Recently, I was inspired by a conversation with Matt Batt (@storyassistant) about his new mantra, “I refuse to participate in this recession!” What a great affirmation!
As we talked about it, I realized I had a unique anchor to help me ride out the current economic storm. In the days that followed, I worked out a short list of lessons I’ve learned as a single parent, and which I hope will inspire you:
1. Regardless of your fears, focus ahead to what you want.
How are you going to spot the opportunities if you’re not looking for them? Trust me: Constant worry is exhausting, accomplishes nothing and wastes time you could spend enjoying family and friends.
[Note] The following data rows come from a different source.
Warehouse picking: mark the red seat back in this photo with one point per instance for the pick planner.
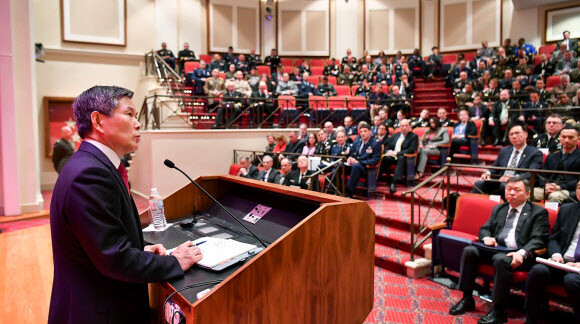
(472, 211)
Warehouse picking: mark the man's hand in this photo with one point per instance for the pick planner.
(557, 258)
(187, 254)
(158, 249)
(489, 241)
(517, 259)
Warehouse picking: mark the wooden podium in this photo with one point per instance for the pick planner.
(318, 270)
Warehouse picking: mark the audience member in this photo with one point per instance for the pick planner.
(499, 231)
(557, 187)
(404, 142)
(364, 152)
(310, 145)
(430, 145)
(550, 140)
(517, 155)
(63, 149)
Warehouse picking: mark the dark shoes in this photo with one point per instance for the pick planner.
(493, 317)
(466, 304)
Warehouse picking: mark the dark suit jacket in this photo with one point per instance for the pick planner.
(409, 146)
(294, 176)
(271, 176)
(554, 162)
(61, 153)
(100, 269)
(370, 153)
(564, 228)
(532, 230)
(531, 158)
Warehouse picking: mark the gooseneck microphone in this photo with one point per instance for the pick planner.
(171, 165)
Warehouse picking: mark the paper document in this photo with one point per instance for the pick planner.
(557, 265)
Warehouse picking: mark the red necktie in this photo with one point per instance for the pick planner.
(125, 176)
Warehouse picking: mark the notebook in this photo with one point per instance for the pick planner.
(219, 254)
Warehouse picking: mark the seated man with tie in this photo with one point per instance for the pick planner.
(518, 155)
(550, 139)
(285, 168)
(563, 247)
(399, 144)
(364, 152)
(298, 178)
(517, 226)
(268, 174)
(557, 187)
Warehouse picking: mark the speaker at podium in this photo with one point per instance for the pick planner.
(317, 265)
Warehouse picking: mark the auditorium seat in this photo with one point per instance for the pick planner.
(547, 49)
(552, 81)
(471, 212)
(263, 69)
(317, 70)
(287, 62)
(316, 62)
(189, 67)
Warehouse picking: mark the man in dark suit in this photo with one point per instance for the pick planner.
(404, 142)
(519, 226)
(63, 149)
(268, 174)
(502, 115)
(248, 170)
(298, 177)
(461, 132)
(557, 187)
(562, 248)
(101, 264)
(231, 101)
(551, 138)
(364, 152)
(518, 155)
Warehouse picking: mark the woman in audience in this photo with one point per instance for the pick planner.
(461, 132)
(231, 74)
(430, 145)
(310, 146)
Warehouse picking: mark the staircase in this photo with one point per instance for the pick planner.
(433, 95)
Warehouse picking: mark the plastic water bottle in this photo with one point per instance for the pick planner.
(156, 209)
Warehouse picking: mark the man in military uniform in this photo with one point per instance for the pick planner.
(273, 60)
(63, 149)
(167, 55)
(326, 89)
(185, 55)
(422, 120)
(551, 138)
(332, 69)
(254, 59)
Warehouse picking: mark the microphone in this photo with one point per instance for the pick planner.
(171, 165)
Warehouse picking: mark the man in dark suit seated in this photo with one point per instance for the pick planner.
(461, 132)
(502, 116)
(63, 149)
(551, 138)
(364, 152)
(268, 174)
(248, 170)
(399, 144)
(294, 147)
(101, 263)
(518, 155)
(562, 248)
(231, 101)
(557, 187)
(298, 178)
(519, 226)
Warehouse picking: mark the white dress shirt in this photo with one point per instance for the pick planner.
(113, 157)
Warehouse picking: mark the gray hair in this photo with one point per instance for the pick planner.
(103, 99)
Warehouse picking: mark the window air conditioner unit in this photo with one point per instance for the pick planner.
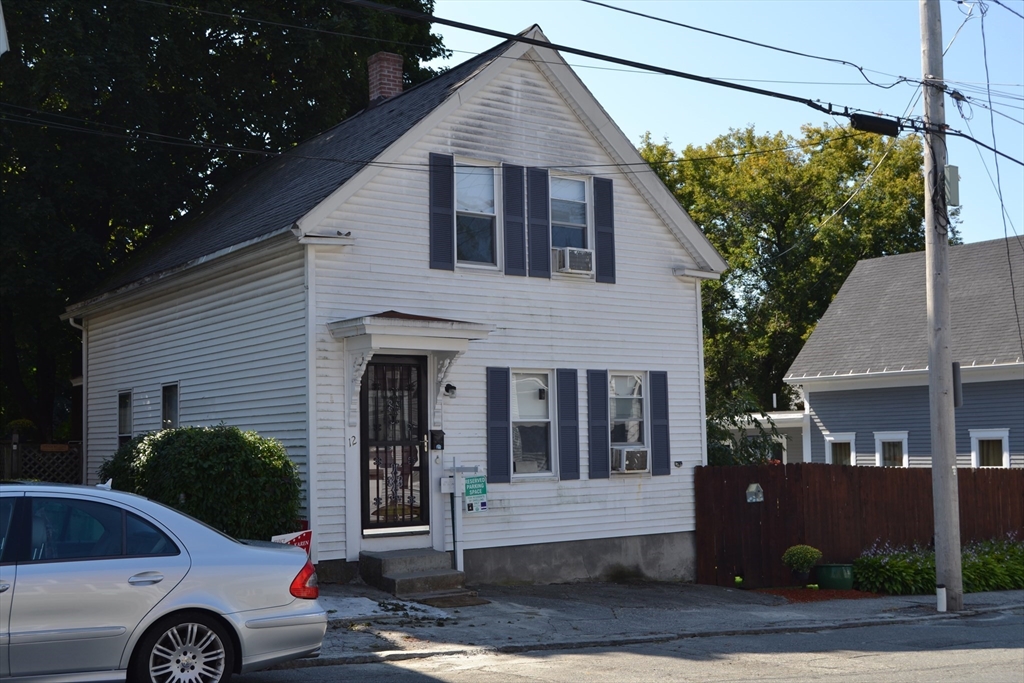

Like crossing a wide stream, be alert for slippery spots but keep your attention on the grassy, sun-dappled, opposite shore.
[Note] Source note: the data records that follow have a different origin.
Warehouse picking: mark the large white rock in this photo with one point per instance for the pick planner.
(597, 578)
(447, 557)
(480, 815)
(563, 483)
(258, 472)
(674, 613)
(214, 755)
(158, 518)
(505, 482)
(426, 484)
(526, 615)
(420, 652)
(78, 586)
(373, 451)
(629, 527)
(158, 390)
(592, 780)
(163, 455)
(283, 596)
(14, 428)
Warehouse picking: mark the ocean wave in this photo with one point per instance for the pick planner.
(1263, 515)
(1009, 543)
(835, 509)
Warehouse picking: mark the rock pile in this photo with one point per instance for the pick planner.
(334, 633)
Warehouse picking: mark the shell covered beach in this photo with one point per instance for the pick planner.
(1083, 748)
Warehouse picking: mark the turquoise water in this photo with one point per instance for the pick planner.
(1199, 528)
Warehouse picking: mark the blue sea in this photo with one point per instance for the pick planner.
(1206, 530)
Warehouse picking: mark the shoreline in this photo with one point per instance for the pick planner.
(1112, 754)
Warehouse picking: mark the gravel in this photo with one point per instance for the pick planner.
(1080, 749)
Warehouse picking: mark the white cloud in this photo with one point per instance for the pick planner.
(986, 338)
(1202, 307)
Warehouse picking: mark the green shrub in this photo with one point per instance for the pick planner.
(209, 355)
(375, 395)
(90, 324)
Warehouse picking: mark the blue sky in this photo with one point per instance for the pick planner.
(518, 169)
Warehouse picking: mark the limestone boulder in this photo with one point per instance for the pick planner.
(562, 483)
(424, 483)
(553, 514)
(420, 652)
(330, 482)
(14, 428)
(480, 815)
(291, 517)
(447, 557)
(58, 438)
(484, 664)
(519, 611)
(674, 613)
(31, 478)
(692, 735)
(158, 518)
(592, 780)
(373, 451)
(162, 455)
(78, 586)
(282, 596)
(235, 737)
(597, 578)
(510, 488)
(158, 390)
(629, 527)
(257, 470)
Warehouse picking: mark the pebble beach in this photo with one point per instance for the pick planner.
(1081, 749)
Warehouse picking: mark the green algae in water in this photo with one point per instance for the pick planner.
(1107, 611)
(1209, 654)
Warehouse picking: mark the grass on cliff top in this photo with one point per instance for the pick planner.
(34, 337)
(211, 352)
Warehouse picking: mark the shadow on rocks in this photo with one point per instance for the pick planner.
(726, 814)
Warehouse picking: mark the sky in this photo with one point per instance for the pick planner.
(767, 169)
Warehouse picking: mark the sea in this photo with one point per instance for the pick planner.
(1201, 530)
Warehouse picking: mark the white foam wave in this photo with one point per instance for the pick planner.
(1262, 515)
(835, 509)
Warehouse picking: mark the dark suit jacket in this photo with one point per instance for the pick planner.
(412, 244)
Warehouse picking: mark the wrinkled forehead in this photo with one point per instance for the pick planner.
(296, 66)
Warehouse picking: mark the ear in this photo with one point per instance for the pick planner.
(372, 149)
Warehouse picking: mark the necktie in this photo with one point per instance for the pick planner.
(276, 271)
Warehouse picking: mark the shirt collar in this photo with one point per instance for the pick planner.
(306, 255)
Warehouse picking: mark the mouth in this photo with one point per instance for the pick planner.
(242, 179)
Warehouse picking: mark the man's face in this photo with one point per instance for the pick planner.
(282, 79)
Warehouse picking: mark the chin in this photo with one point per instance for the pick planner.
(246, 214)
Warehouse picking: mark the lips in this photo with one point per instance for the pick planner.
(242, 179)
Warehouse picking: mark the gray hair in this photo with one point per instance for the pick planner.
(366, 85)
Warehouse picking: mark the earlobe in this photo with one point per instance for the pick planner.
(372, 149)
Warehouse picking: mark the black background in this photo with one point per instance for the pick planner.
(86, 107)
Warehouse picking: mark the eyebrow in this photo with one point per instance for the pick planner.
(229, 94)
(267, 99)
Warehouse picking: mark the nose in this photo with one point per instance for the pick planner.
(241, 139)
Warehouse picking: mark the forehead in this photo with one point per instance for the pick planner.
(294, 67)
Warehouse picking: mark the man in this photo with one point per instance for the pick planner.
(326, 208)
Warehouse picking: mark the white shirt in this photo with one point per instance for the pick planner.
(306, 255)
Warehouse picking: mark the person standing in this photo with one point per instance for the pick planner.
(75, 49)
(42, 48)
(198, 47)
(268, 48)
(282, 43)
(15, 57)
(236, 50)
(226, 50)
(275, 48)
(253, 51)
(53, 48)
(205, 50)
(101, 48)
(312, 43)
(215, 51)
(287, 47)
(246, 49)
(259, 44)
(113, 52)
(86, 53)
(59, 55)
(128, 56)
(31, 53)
2. Celebrate what you have.
Beyond being thankful for what you have, find ways to celebrate it. All of it.
In December, 2007, Oprah Magazine published an amazing story by Peggy Orenstein. It traces not only the impact of the classic book, Mrs. Mike, on the author, but also her journey and ultimate meeting with its authors, Nancy and Benedict Freedman. If you click on that link and read the story, I hope one of your personal take-aways will be a promise to yourself to meet adversity as they have: When life served its ups, they celebrated; when it served the downs, they did the same.
3. To heck with the statistics.
Years ago, I stumbled upon a chart that showed the percentage of single mothers living beyond their means, depending on the number of children. It was a dreadful, depressing report, and I sank into hopelessness for a full two weeks. Then, one night, I had had enough. I looked up at the starry sky and declared an end to letting studies and statistics define my future (I really don’t believe the wiser statisticians ever meant to do that). Believe me or not, from that moment, everything changed. And regardless of ups and downs since then, I’ve held fiercely to my belief in a Statistic of One.
The blows and changes to our economy are scary, disorienting and not yet over. We’ll have opportunities to learn things about ourselves—both individually and collectively, and to create meaning out of the chaos. As much as I still worry over too many little things, I remain an optimist. I have faith in my ability to cope, and reader, I have faith in you. You’re strong, you’re resourceful, your grace and dignity are profound, and whether or not you remember it, you have an amazing sense of humor.